Se dice mucho también sobre la elección del nombre. León XIII fue un «modernizador» a la manera de Francisco. Su predecesor, Pío IX, fue el último Papa que también fue monarca de los Estados Pontificios. Impulsó una política de boicot de los Estados modernos, prohibiendo a los católicos participar de la vida política de la república francesa o votar en las elecciones de la nueva Italia unificada. León XIII levantó esas prohibiciones y se reconcilió con los Estados que le habían sacado de las manos el monopolio de la educación. También fue el Papa que promulgó la encíclica Rerum novarum. Con ella, la Iglesia católica tomó posición oficial por primera vez sobre la «cuestión obrera» y condenó oficialmente la explotación capitalista. Lo hizo también para combatir el crecimiento del socialismo y los sindicatos independientes, lo hizo para frenar el progreso.

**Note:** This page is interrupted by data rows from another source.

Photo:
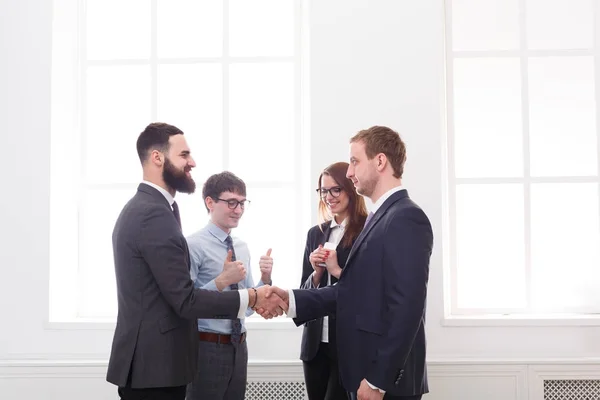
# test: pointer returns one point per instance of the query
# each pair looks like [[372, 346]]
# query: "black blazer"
[[313, 330], [155, 342], [380, 301]]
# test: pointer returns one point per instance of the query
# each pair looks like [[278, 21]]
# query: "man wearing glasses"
[[220, 262]]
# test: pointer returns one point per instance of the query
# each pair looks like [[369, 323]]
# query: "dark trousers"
[[352, 396], [321, 375], [222, 372], [166, 393]]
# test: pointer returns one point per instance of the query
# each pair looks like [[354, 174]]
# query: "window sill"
[[530, 320]]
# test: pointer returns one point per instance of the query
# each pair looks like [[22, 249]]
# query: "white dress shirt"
[[244, 297], [335, 237]]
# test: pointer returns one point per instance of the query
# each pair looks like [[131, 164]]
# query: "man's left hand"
[[366, 393]]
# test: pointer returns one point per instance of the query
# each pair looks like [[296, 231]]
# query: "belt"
[[218, 338]]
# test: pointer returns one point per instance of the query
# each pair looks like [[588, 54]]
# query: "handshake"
[[269, 301]]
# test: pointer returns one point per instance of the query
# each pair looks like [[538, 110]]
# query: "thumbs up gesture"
[[266, 267], [233, 272]]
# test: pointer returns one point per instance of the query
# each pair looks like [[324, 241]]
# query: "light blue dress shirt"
[[208, 251]]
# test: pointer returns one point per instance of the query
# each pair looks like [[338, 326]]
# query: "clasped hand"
[[271, 301]]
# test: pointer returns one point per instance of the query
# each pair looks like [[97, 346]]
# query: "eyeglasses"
[[233, 203], [334, 191]]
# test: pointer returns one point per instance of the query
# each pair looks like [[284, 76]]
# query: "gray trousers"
[[222, 372]]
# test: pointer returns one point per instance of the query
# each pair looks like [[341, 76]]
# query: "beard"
[[177, 179]]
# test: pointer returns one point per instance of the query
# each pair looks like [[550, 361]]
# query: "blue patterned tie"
[[236, 329]]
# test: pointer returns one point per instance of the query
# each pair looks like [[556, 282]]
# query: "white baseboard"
[[448, 379]]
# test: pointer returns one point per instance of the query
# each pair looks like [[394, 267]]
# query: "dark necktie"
[[368, 220], [176, 212], [236, 328]]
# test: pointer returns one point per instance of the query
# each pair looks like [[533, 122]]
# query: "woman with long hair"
[[342, 215]]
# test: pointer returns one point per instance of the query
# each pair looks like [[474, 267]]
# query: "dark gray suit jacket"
[[313, 330], [156, 337], [380, 301]]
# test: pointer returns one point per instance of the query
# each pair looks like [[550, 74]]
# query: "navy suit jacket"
[[380, 301], [313, 330]]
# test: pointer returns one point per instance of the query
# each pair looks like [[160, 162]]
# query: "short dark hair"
[[222, 182], [381, 139], [155, 137]]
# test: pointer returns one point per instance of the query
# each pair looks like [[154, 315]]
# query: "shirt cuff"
[[292, 304], [244, 299], [210, 286], [374, 387]]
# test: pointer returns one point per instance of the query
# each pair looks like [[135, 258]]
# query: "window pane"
[[190, 28], [487, 118], [191, 98], [560, 24], [490, 250], [485, 24], [565, 251], [261, 28], [258, 228], [118, 109], [98, 214], [118, 29], [262, 121], [562, 116]]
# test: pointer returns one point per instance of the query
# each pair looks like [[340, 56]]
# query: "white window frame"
[[68, 146], [453, 316]]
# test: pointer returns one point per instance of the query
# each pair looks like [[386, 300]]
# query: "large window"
[[524, 160], [227, 73]]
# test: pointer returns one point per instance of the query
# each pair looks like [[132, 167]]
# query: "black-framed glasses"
[[334, 191], [233, 203]]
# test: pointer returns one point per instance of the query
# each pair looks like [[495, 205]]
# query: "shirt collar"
[[384, 197], [216, 231], [334, 223], [167, 195]]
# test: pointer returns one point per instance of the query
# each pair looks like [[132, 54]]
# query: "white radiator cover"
[[572, 389], [448, 380]]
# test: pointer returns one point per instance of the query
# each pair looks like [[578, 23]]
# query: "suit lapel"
[[378, 215]]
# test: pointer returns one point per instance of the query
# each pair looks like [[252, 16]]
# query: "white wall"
[[371, 62]]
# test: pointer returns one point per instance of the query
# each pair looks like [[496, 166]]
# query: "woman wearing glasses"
[[328, 244]]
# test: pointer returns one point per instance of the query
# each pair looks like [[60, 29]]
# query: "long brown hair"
[[357, 210]]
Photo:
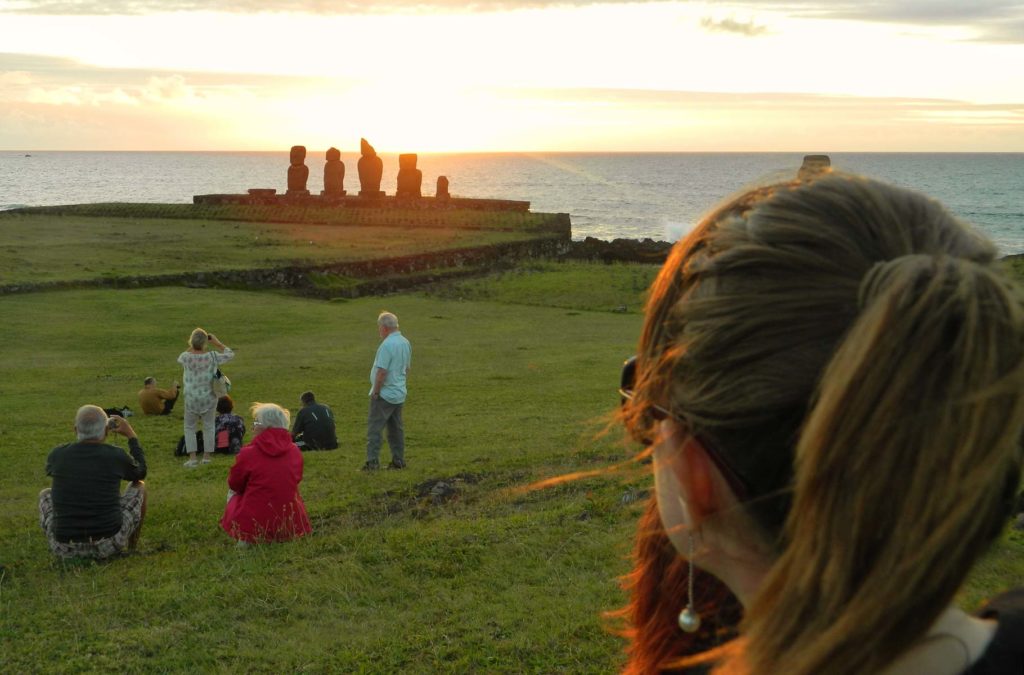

Muchos recuerdan con cariño a Francisco I por haber postulado un mensaje menos brutal de opresión de los pobres, de las mujeres, de las personas LGBT. Pero lo hizo para conservar lo esencial de una institución que es enemiga de sus intereses. La tristeza por la muerte del Papa anterior hay que abordarla críticamente, aunque sea con respeto. Respecto a Robert Prevost, León XIV, todavía está por verse si impulsará continuidad o tratará de apoyarse en la emergencia de la extrema derecha para afirmar algunos de los rasgos y roles más reaccionarios de la Iglesia. Lo que no cambiará es la esencia misma de la Iglesia, que es muchas cosas, y «progresista» no es una de ellas.